4/10
Incredible '60s cast wasted on a forgettable and muddled bloodcurdler.
22 December 2005
Warning: Spoilers
With an all-star cast and a director with a string of hits behind him (Northwest Frontier, The Guns Of Navarone, Cape Fear, Taras Bulba), Eye Of The Devil must have looked a good bet on paper. Unfortunately, the final product is a somewhat muddled and murky affair which fails to live up to its potential. There is always something curiously enjoyable about watching talented stars in trouble, and Eye Of The Devil certainly offers a glorious opportunity for such mean-spirited voyeurism.

French land-owner Phillipe De Montfaucon (David Niven, sorely miscast) is summoned back to the family vineyard in the sleepy French town of Bellenac. He implores his wife Catherine (Deborah Kerr) to remain in London with their children Antoinette and Jacques (Suky Appleby and Robert Duncan). However, Catherine ignores his advice and follows her husband to the gloomy ancestral castle. It seems that for the third year in a row the De Montfaucon vineyards have yielded unsuccessful crops, and the townfolk seem to think that Phillipe can somehow rectify the problem. Upon arriving in Bellenac, Catherine is immediately unsettled by the oddness of the people in the area, especially the priest Pere Dominic (Donald Pleasance), and the brother-sister conjurers Christian De Caray (David Hemmings) and Odile (Sharon Tate). Even her husband Phillipe seems to be acting strangely and Catherine is determined to find out why. Gradually she discovers that the entire town is full of satanists and the poor crops are believed to be the result of a long-lasting family curse. As the oldest surviving De Montfaucon male, Phillipe is expected to sacrifice himself as part of a bizarre pagan ritual in order to restore health to the grapes!!

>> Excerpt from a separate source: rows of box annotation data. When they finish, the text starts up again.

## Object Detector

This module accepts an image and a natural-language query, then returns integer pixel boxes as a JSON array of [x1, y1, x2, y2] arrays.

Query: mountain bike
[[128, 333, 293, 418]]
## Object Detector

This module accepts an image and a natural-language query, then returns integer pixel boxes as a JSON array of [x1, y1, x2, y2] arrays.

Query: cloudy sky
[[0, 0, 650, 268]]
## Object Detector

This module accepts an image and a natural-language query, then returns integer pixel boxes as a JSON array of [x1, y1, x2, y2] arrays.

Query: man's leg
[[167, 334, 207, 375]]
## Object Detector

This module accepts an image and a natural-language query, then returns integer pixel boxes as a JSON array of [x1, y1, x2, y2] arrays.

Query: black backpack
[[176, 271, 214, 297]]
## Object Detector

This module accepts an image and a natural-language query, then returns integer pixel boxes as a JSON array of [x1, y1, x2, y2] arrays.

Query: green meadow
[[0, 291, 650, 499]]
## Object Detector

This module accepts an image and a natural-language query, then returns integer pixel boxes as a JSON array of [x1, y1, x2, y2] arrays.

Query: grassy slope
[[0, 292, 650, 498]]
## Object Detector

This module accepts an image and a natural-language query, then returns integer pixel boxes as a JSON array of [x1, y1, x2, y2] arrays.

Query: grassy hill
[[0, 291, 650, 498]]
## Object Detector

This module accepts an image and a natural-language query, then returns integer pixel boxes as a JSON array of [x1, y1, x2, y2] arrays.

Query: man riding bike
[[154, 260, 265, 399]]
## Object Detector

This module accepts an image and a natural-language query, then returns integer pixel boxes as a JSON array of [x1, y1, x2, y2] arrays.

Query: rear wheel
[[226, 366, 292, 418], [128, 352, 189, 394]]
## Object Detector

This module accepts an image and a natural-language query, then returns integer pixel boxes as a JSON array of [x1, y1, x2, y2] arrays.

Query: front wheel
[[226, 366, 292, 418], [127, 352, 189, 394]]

Talk about a wacky plot! The actors take it all very seriously though (not a single tongue in a single cheek to be found), which only serves to make them look pretty foolish. Kerr has the most difficult job, for she is the only normal person in the picture and therefore the only character with whom the viewers can identify. She tries quite hard, but isn't helped in the slightest by the mystifying script. Of the weird characters, Sharon Tate and David Hemmings come off best, their scenes carrying a certain hypnotic fascination though not a deal of sense. There are occasional effective moments during the film, such as the bit where some hooded figures pursue Catherine in a forest, but on the whole it is a very disappointing film which tries too hard to conceal its plot twists and ends up appearing muddled. No doubt there is a cult crowd for this kind of thing somewhere, but from my point of view it's just a wasted opportunity. This was one of the most extraordinary casts ever assembled in the '60s and it's somewhat dismaying when one reflects on what might have been.